О боже, да если мы когда-нибудь пойдем на одну из этих идиотских вечеринок, я надену клоунский костюм с горошинами величиной с блюдце и приду без штанов. А ей принесу корсаж, конечно.
— Поясни, что в твоем понимании значит «не сочетается»?
Но Сара не отвечает, потому что мы пришли. Захлопнув блокнот, она подходит к двери четвертого номера и кричит: «Папа?» Ей даже не приходит в голову попросить ключ, который я взял в комнате администрации — она просто лезет без разрешения в карман и, достав его, засовывает в замочную скважину.
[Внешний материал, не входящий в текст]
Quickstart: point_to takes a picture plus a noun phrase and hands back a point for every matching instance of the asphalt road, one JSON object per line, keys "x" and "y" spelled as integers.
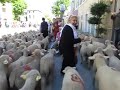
{"x": 85, "y": 73}
{"x": 5, "y": 31}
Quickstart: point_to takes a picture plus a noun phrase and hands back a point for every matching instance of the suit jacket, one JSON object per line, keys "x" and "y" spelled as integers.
{"x": 67, "y": 40}
{"x": 44, "y": 26}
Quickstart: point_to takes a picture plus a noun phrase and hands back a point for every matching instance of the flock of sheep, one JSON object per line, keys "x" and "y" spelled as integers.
{"x": 26, "y": 63}
{"x": 106, "y": 63}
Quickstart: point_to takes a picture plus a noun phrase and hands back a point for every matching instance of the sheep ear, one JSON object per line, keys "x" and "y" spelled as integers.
{"x": 5, "y": 62}
{"x": 115, "y": 49}
{"x": 23, "y": 77}
{"x": 68, "y": 67}
{"x": 96, "y": 51}
{"x": 38, "y": 78}
{"x": 91, "y": 58}
{"x": 119, "y": 54}
{"x": 42, "y": 54}
{"x": 106, "y": 57}
{"x": 104, "y": 50}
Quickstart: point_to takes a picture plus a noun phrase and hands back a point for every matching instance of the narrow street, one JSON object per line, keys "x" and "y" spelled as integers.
{"x": 5, "y": 31}
{"x": 85, "y": 73}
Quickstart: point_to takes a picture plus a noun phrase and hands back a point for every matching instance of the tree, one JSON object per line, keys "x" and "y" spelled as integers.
{"x": 18, "y": 8}
{"x": 98, "y": 10}
{"x": 56, "y": 6}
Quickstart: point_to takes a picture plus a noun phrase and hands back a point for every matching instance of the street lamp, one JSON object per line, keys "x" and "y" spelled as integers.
{"x": 62, "y": 10}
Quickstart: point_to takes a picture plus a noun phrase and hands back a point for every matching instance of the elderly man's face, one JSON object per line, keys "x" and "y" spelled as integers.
{"x": 73, "y": 21}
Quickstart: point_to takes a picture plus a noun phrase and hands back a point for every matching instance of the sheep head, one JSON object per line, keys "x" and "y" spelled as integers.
{"x": 32, "y": 73}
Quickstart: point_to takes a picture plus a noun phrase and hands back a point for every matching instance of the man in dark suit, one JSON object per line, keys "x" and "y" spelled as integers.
{"x": 44, "y": 27}
{"x": 67, "y": 43}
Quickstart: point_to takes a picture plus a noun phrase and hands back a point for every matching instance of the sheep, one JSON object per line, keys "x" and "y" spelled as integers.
{"x": 32, "y": 47}
{"x": 21, "y": 61}
{"x": 83, "y": 52}
{"x": 4, "y": 61}
{"x": 72, "y": 80}
{"x": 106, "y": 78}
{"x": 98, "y": 62}
{"x": 31, "y": 78}
{"x": 46, "y": 69}
{"x": 45, "y": 42}
{"x": 113, "y": 60}
{"x": 99, "y": 50}
{"x": 15, "y": 79}
{"x": 109, "y": 46}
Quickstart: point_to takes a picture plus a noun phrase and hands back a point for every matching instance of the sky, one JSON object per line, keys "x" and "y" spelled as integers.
{"x": 43, "y": 5}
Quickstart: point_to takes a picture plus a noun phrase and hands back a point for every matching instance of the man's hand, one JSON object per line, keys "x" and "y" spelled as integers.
{"x": 82, "y": 37}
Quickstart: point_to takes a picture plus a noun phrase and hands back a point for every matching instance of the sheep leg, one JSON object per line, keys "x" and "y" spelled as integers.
{"x": 43, "y": 83}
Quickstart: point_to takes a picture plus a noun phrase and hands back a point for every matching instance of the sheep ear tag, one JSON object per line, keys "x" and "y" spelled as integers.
{"x": 38, "y": 78}
{"x": 6, "y": 61}
{"x": 23, "y": 76}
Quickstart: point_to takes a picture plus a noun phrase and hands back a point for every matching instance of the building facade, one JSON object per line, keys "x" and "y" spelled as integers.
{"x": 6, "y": 16}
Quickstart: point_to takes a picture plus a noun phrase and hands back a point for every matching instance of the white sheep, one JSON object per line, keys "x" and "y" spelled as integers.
{"x": 109, "y": 46}
{"x": 113, "y": 60}
{"x": 15, "y": 79}
{"x": 106, "y": 78}
{"x": 46, "y": 69}
{"x": 4, "y": 61}
{"x": 31, "y": 77}
{"x": 21, "y": 61}
{"x": 72, "y": 80}
{"x": 45, "y": 42}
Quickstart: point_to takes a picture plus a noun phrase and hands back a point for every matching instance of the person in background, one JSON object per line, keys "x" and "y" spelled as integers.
{"x": 67, "y": 43}
{"x": 44, "y": 28}
{"x": 56, "y": 26}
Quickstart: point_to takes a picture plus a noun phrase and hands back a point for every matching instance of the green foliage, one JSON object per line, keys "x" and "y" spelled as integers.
{"x": 4, "y": 1}
{"x": 56, "y": 6}
{"x": 18, "y": 8}
{"x": 98, "y": 10}
{"x": 94, "y": 20}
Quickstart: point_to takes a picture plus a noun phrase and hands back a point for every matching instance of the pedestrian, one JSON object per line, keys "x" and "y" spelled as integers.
{"x": 44, "y": 28}
{"x": 67, "y": 43}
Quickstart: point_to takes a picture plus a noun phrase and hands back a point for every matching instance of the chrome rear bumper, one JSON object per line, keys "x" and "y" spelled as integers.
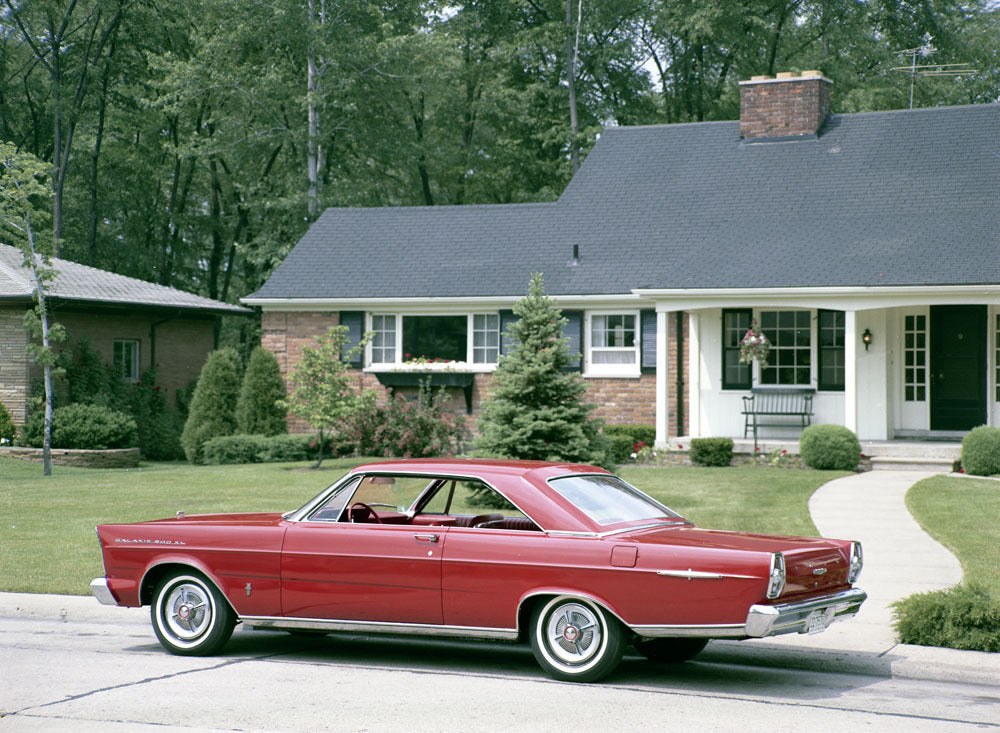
{"x": 802, "y": 617}
{"x": 99, "y": 587}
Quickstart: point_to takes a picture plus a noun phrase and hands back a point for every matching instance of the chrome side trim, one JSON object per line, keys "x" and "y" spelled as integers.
{"x": 99, "y": 587}
{"x": 690, "y": 574}
{"x": 714, "y": 631}
{"x": 385, "y": 627}
{"x": 804, "y": 616}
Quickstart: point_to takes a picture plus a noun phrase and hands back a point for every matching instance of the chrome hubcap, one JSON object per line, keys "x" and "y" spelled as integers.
{"x": 574, "y": 633}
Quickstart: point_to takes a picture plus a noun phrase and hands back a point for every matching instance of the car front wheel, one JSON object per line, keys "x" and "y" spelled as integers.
{"x": 190, "y": 616}
{"x": 576, "y": 640}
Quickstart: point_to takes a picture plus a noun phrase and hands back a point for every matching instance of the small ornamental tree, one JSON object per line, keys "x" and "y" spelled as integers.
{"x": 259, "y": 410}
{"x": 322, "y": 391}
{"x": 536, "y": 408}
{"x": 212, "y": 412}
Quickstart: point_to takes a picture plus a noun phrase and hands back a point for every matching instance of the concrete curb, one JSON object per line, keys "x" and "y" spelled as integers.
{"x": 903, "y": 661}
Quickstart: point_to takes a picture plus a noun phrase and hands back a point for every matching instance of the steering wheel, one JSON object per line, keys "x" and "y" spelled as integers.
{"x": 361, "y": 505}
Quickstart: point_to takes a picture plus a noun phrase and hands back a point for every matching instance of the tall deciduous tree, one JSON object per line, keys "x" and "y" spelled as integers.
{"x": 24, "y": 194}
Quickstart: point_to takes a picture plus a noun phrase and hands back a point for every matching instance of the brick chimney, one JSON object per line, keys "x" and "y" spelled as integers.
{"x": 786, "y": 107}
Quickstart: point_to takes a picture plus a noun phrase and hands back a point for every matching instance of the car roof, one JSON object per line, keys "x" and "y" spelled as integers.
{"x": 523, "y": 482}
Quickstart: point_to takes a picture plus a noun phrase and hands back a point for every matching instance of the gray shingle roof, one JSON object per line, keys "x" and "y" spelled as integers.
{"x": 82, "y": 284}
{"x": 877, "y": 199}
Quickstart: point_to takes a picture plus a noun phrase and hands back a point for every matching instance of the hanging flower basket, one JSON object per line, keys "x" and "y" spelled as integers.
{"x": 754, "y": 345}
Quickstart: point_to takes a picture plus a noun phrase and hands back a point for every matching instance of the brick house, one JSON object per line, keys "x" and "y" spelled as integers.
{"x": 132, "y": 323}
{"x": 866, "y": 246}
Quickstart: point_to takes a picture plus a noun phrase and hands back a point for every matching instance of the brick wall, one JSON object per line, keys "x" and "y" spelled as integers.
{"x": 787, "y": 106}
{"x": 14, "y": 379}
{"x": 182, "y": 344}
{"x": 619, "y": 400}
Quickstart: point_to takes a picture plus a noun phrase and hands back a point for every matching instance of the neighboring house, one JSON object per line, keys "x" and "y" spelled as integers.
{"x": 132, "y": 323}
{"x": 672, "y": 238}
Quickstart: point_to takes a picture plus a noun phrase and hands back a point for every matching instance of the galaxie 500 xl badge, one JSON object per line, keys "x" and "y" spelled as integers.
{"x": 130, "y": 541}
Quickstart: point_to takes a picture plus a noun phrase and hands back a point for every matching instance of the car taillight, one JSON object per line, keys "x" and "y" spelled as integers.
{"x": 777, "y": 581}
{"x": 857, "y": 561}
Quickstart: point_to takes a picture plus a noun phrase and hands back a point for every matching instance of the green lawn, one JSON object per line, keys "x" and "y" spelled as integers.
{"x": 48, "y": 545}
{"x": 963, "y": 515}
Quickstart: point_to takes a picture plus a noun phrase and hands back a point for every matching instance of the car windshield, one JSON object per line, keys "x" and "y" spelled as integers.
{"x": 609, "y": 499}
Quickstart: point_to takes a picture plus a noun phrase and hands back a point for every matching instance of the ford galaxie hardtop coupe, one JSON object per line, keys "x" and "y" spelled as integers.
{"x": 568, "y": 556}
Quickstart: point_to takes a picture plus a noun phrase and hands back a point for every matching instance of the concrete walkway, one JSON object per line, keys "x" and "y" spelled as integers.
{"x": 900, "y": 559}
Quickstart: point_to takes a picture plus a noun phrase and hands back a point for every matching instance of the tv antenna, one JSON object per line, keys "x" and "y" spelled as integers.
{"x": 923, "y": 51}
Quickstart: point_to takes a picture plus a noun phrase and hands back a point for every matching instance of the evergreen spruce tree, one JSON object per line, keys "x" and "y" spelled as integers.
{"x": 212, "y": 412}
{"x": 536, "y": 408}
{"x": 258, "y": 411}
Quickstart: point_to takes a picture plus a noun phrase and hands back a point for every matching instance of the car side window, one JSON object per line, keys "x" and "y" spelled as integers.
{"x": 330, "y": 509}
{"x": 470, "y": 503}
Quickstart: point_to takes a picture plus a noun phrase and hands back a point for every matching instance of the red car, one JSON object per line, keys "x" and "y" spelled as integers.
{"x": 569, "y": 556}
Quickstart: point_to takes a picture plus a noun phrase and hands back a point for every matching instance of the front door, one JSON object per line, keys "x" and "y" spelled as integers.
{"x": 958, "y": 367}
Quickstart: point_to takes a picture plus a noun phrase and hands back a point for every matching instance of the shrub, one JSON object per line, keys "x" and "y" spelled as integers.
{"x": 87, "y": 427}
{"x": 257, "y": 449}
{"x": 212, "y": 412}
{"x": 258, "y": 411}
{"x": 981, "y": 451}
{"x": 711, "y": 451}
{"x": 7, "y": 428}
{"x": 830, "y": 447}
{"x": 402, "y": 427}
{"x": 634, "y": 432}
{"x": 963, "y": 617}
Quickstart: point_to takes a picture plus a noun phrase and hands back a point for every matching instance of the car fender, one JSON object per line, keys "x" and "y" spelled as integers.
{"x": 152, "y": 574}
{"x": 528, "y": 599}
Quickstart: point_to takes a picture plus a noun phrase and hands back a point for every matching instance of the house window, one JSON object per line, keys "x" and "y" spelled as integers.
{"x": 830, "y": 334}
{"x": 614, "y": 343}
{"x": 126, "y": 359}
{"x": 485, "y": 338}
{"x": 789, "y": 361}
{"x": 383, "y": 339}
{"x": 735, "y": 324}
{"x": 915, "y": 358}
{"x": 435, "y": 338}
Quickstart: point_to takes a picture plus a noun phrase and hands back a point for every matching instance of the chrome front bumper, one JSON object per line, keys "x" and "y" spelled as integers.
{"x": 99, "y": 587}
{"x": 803, "y": 617}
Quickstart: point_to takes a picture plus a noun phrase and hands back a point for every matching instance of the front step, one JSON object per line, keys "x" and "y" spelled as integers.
{"x": 933, "y": 465}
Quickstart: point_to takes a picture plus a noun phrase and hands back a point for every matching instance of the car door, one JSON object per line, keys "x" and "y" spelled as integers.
{"x": 380, "y": 570}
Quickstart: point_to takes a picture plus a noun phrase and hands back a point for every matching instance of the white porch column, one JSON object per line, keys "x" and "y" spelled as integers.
{"x": 694, "y": 375}
{"x": 850, "y": 371}
{"x": 662, "y": 378}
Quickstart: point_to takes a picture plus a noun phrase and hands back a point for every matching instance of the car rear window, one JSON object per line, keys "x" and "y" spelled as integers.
{"x": 609, "y": 500}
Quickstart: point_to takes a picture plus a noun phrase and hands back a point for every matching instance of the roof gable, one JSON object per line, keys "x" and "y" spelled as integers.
{"x": 88, "y": 285}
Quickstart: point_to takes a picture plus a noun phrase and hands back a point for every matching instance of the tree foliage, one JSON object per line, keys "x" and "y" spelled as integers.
{"x": 322, "y": 386}
{"x": 193, "y": 149}
{"x": 535, "y": 410}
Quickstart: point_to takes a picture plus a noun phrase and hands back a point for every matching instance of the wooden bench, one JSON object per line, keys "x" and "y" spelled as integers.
{"x": 773, "y": 402}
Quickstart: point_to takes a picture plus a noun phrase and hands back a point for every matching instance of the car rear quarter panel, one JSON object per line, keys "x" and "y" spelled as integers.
{"x": 232, "y": 556}
{"x": 486, "y": 574}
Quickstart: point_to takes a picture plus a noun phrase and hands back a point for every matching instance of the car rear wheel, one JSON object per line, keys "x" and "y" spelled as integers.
{"x": 190, "y": 616}
{"x": 670, "y": 650}
{"x": 576, "y": 640}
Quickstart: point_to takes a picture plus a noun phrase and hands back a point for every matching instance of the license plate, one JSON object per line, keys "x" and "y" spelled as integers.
{"x": 816, "y": 622}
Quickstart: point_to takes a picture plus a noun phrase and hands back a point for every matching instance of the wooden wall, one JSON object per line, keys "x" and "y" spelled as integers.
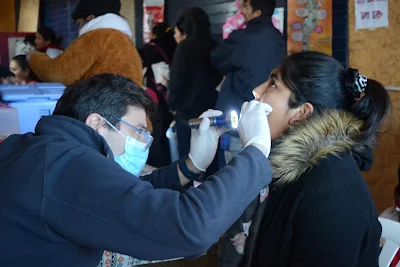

Интересно, это тоже одно из придуманных ею правил?
Раздается щелчок, и ручка поворачивается. На душе появляется приятное предвкушение окончания долгого трудного дня. Уже за полночь, я прогулял школу, взорвал поезд и украл машину. Проблем, когда я доберусь домой, будет предостаточно. Впрочем, Гордон может кричать на меня сколько угодно, потому что я тут же завалюсь спать.
К сожалению, наш поход еще не окончен. За дверью оказывается маленькая, обшарпанная темная комната. На полу керамическая плитка; в углу кровать с одной-единственной простыней и подушкой в дешевой грубой наволочке. В комнате пахнет химическим средством для мытья полов, и к его резкому химическому запаху примешивается какой-то приторный мерзкий аромат, как будто под кроватью лежит тухлый кусок мяса. Это помещение я бы определенно не назвал гостиничным номером, но на гнусную тюремную камеру, которую я себе представлял, оно тоже не похоже. Просто отвратительная комнатенка. Я бы не хотел находить в таких местах людей, лично мне знакомых. Кстати, доктора Кинка мы в ней и не находим. Не знаю уж, хорошо это или плохо. Может, его уже выпустили. Хотя, если честно… вряд ли.
Сара вбегает в комнату. Ее лицо перекошено от волнения.
— Этот галстук я подарила ему на Рождество.
Галстук черный с красным — это единственное яркое пятно в серой комнате — с узором из настоящих рождественских огоньков. Сара нажимает кнопку, чтобы включить микроскопическую гирлянду, но ничего не происходит — видимо, она неисправна.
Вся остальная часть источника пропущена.